Globally, skin diseases are the fourth leading cause of non-fatal disease burden. Both high and low-income countries suffer from this burden; indicates the prevention of skin diseases should be prioritised. In this research work, an intelligent diagnosis scheme is proposed for multi-class skin lesion classification.

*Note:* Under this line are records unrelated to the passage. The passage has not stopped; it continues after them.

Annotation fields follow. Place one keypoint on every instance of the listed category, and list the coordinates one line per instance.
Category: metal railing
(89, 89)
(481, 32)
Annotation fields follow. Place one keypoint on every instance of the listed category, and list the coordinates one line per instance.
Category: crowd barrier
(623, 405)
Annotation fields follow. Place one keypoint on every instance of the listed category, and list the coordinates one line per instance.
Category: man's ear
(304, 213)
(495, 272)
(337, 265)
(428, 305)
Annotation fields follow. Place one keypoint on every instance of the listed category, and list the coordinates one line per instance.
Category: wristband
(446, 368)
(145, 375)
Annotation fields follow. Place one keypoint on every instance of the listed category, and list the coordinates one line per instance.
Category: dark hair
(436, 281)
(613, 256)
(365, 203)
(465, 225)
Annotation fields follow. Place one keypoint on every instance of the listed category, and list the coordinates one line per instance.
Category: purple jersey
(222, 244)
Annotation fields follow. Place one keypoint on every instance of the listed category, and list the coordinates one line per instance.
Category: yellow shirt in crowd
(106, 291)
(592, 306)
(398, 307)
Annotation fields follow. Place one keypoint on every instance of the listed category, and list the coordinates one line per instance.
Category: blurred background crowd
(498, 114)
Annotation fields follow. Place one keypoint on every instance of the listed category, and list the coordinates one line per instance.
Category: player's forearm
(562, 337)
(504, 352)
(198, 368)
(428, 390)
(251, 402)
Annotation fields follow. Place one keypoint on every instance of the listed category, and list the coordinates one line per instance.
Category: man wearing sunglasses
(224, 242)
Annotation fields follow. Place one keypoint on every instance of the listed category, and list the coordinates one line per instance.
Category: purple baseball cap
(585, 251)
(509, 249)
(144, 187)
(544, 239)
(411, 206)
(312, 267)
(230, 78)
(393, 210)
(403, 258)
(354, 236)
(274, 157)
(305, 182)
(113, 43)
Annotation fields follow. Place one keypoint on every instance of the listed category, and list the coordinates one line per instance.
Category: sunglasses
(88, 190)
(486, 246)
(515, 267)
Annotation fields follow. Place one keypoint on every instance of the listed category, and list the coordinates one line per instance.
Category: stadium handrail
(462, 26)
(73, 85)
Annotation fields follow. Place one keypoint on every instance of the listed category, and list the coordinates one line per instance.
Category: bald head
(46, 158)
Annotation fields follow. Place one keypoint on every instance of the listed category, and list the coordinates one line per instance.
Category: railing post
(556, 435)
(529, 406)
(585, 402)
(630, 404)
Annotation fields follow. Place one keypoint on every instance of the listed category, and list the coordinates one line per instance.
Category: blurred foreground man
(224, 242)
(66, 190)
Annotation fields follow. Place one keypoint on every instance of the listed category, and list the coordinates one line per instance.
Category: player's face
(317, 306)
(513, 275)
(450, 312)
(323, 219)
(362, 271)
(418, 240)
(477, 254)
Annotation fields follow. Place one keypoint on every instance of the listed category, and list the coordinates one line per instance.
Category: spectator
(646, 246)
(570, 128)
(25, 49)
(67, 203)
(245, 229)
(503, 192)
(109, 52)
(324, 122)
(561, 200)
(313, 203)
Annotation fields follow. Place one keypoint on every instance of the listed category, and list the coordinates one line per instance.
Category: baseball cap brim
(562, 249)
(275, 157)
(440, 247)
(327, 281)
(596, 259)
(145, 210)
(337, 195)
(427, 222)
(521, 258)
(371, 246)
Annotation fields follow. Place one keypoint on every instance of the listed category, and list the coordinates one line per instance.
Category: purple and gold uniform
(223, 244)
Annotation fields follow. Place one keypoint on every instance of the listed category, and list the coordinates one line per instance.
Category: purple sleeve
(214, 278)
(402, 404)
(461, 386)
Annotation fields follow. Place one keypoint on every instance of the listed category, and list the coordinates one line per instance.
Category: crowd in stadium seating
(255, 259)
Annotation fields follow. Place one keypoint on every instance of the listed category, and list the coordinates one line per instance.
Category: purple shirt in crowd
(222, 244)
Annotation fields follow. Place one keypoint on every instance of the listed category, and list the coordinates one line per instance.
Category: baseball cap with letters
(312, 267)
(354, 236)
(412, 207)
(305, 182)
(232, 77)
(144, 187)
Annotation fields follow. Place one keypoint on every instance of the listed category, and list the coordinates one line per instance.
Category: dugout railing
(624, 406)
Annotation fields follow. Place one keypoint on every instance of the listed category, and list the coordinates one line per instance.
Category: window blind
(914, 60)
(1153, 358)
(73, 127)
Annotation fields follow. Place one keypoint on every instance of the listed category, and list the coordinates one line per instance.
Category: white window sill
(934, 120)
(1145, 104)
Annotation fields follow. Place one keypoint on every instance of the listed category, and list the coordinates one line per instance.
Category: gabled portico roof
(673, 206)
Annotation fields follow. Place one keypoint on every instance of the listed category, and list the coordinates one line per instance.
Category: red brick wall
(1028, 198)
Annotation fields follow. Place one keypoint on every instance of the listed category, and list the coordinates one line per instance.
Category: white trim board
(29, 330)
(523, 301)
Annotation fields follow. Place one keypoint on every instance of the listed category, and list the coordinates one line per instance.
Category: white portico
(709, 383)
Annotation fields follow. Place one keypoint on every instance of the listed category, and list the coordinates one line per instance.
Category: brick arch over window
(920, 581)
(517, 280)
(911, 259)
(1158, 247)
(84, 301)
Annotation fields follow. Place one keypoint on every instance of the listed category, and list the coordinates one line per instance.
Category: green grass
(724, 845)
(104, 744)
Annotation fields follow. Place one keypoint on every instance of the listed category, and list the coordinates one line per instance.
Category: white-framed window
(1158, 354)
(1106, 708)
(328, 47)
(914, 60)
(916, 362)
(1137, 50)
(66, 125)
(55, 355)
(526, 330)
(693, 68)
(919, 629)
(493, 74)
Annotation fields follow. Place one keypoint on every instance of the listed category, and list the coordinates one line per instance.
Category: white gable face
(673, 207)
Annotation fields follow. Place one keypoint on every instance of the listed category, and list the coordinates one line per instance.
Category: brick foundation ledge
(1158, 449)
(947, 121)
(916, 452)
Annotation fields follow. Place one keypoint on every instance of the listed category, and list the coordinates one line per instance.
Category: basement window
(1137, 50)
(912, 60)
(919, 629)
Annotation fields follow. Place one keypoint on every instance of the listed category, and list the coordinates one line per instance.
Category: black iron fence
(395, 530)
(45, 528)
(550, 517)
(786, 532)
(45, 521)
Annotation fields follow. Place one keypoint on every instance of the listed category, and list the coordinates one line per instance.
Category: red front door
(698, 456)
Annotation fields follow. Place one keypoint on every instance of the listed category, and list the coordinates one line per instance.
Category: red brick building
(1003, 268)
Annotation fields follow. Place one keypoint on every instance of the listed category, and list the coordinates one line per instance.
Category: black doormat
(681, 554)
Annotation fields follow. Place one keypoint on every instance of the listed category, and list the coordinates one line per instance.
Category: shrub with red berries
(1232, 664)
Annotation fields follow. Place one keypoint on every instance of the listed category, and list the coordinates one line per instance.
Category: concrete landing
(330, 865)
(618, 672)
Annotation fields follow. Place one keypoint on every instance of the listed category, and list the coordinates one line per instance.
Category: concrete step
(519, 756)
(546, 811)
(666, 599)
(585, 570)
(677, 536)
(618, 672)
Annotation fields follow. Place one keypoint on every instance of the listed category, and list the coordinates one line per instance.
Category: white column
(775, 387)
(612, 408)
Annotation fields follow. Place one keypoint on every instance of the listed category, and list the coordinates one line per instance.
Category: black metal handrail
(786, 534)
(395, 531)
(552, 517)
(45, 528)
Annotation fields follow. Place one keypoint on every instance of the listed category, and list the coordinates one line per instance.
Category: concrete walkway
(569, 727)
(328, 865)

The proposed scheme is implemented using a hybrid approach i.e. using deep convolution neural network and error-correcting output codes (ECOC) support vector machine (SVM). The proposed scheme is designed, implemented and tested to classify skin lesion image into one of five categories, i.e. healthy, acne, eczema, benign, or malignant melanoma. Experiments were performed on 9,144 images obtained from different sources. AlexNET, a pre-trained CNN model was used to extract the features. For classification, the ECOC SVM classifier was used. Using ECOC SVM, the overall accuracy achieved is 86.21%. 10-fold cross validation technique was used to avoid overfitting. The results indicate that features obtained from the convolutional neural network are capable of enhancing the classification performance of multiple skin lesions.
基于深度卷积神经网络和支持向量机的多类皮肤病分类
在全球范围内,皮肤病是造成非致命性疾病负担的第四大原因。高收入国家和低收入国家都承受着这一负担;表明应优先预防皮肤病。在本研究中,提出了一种多类别皮肤病变智能诊断方案。该方案采用深度卷积神经网络和纠错输出码(ECOC)支持向量机(SVM)的混合方法实现。该方案的设计、实现和测试将皮肤病变图像分为五类,即健康、痤疮、湿疹、良性或恶性黑色素瘤。对9144张不同来源的图像进行了实验。使用预训练的CNN模型AlexNET提取特征。分类采用ECOC支持向量机分类器。使用ECOC支持向量机,总体准确率达到86.21%。采用10倍交叉验证技术避免过拟合。结果表明,卷积神经网络获得的特征能够提高对多发皮肤病变的分类性能。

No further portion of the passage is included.